Ein Vierteljahrhundert nach der Besetzung der Stasi-Zentrale in Berlin-Lichtenberg blühen noch immer die Mythen: War es ein abgekartetes Spiel? Sind die Bürgerrechtler verschaukelt worden? Fest steht: Die Stasi wurde nicht gestürmt - es war eine Art Teilkapitulation.

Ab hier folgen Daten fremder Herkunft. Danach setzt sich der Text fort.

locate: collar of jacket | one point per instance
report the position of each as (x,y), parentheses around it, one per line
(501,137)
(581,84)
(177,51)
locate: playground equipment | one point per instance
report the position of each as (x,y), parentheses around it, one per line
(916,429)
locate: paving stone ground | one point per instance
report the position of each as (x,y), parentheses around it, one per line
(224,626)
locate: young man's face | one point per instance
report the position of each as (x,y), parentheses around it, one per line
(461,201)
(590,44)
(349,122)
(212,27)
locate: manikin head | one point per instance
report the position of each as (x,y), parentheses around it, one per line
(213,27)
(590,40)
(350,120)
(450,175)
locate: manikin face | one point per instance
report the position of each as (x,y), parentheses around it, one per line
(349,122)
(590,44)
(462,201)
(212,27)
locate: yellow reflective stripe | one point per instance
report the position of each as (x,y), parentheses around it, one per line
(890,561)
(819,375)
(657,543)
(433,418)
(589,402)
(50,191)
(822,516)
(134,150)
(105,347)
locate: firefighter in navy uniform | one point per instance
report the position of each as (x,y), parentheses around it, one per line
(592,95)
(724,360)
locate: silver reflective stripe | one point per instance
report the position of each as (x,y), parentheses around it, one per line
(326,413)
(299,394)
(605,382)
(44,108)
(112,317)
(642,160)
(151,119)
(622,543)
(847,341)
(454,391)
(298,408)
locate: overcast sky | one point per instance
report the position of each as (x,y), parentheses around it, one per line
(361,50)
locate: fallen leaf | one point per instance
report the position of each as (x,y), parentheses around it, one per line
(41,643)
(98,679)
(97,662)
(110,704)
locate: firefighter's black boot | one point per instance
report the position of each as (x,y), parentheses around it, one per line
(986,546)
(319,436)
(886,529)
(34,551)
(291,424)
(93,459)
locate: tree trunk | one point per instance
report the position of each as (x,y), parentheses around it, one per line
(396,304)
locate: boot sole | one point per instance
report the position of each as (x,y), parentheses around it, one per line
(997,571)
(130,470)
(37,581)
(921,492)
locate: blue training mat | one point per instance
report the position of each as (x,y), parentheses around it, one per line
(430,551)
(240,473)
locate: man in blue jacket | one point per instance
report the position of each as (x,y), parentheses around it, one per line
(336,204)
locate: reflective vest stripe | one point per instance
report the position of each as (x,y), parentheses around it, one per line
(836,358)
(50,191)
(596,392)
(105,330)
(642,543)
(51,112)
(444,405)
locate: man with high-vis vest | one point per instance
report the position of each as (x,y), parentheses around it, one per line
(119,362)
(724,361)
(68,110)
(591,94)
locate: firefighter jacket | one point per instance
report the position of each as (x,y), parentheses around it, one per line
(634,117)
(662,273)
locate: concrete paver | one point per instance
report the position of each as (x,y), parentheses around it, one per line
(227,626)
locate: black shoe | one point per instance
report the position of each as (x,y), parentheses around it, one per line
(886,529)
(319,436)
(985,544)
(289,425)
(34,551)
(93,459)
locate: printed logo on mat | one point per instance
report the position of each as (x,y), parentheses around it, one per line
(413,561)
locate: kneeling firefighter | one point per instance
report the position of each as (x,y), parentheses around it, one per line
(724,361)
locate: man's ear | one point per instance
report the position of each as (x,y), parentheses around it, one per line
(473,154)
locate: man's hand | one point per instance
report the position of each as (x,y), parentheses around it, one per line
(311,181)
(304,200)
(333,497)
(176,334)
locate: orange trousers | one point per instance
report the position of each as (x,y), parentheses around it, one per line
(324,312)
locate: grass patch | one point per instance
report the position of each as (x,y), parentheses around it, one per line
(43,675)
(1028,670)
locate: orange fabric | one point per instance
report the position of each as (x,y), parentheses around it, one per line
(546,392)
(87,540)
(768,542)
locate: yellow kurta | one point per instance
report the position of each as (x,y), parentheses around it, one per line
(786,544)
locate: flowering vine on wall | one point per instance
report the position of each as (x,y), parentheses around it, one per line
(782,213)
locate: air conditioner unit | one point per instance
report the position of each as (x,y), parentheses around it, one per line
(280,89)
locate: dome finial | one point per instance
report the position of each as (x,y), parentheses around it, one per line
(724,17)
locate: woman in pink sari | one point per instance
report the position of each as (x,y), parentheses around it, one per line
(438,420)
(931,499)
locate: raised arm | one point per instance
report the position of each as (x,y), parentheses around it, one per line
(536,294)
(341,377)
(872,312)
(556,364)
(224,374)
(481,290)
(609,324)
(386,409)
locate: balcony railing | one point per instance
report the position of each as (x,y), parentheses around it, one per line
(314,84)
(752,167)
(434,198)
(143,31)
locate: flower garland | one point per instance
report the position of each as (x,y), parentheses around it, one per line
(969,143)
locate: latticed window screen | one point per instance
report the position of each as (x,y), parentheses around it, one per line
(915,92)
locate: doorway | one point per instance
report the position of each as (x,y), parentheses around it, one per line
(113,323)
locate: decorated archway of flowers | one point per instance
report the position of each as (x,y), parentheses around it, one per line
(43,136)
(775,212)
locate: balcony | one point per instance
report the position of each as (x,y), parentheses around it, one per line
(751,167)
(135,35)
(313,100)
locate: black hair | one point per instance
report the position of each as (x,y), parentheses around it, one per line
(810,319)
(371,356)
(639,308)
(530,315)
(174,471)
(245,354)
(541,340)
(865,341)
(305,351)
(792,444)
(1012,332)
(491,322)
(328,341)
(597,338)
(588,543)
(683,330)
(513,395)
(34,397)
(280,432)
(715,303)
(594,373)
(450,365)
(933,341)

Es blühen die Mythen. Das Phänomen ist bekannt: Je ferner die Zeiten, je desto größer die Helden, umso farbiger die Mythen. Fünfundzwanzig Jahre danach geht es nach immer um das Ende der Staatssicherheit. Die einen schildern es als eine einzige Intrige, die vom letzten DDR-Ministerpräsidenten als Ablenkungsmanöver inszeniert worden sei. Die Stasibesetzungen hätten die Bürger davon abhalten sollen, gegen die SED vorzugehen. Und die Stasi habe willig mitgespielt, um die Aktivisten in Sicherheit zu wiegen, damit Mielkes Leute weiter Akten vernichten konnten. Die Bürgerbewegten seien zu dumm gewesen, das Spiel zu durchschauen und seien im Übrigen von Stasi-Spitzeln durchsetzt gewesen.

Die Gegensaga geht einfacher, etwa so, wie bei Asterix und Obelix, wenn diese die römischen Legionen aufmischen: Das Neue Forum um Bärbel Bohley rief zu Demo, Zehntausende kamen und stürmten am 15. Januar 1990 das Ministerium in Berlin-Lichtenberg. „Wie durch Geisterhand“ sei das Tor in der Normannenstraße aufgegangen. Das war‘s. 

Dabei gibt es doch heute schriftliche Quellen, Zeitzeugen können befragt werden, Narrative müssen nicht auf Stammtischniveau verharren. Die Geister zum Beispiel, die das Tor aufmachten, haben einen Namen. Sie heißen Martin Montag und Konrad Taut und waren Mitglieder von Bürgerkomitees aus der südlichen DDR. Diesen hatte das MfS schon gegen 16 Uhr das Zepter übergeben. Die beiden ließen das Tor von der Volkspolizei aufmachen, als die Demonstranten eintrafen und sich vor dem Tor drängelten. Die Volkspolizei bewachte das Gelände laut Regierungsbeschluss schon seit dem Vortag. Es gab eine Art Doppelherrschaft auf dem Gelände. Schon zwei Stunden, bevor die Demonstranten kamen, war es Schluss mit der Stasiherrschaft. Die Stasi wurde nicht besetzt, es war eine Art Teilkapitulation. Wie es dazu kam, ist schon schwieriger zu beantworten.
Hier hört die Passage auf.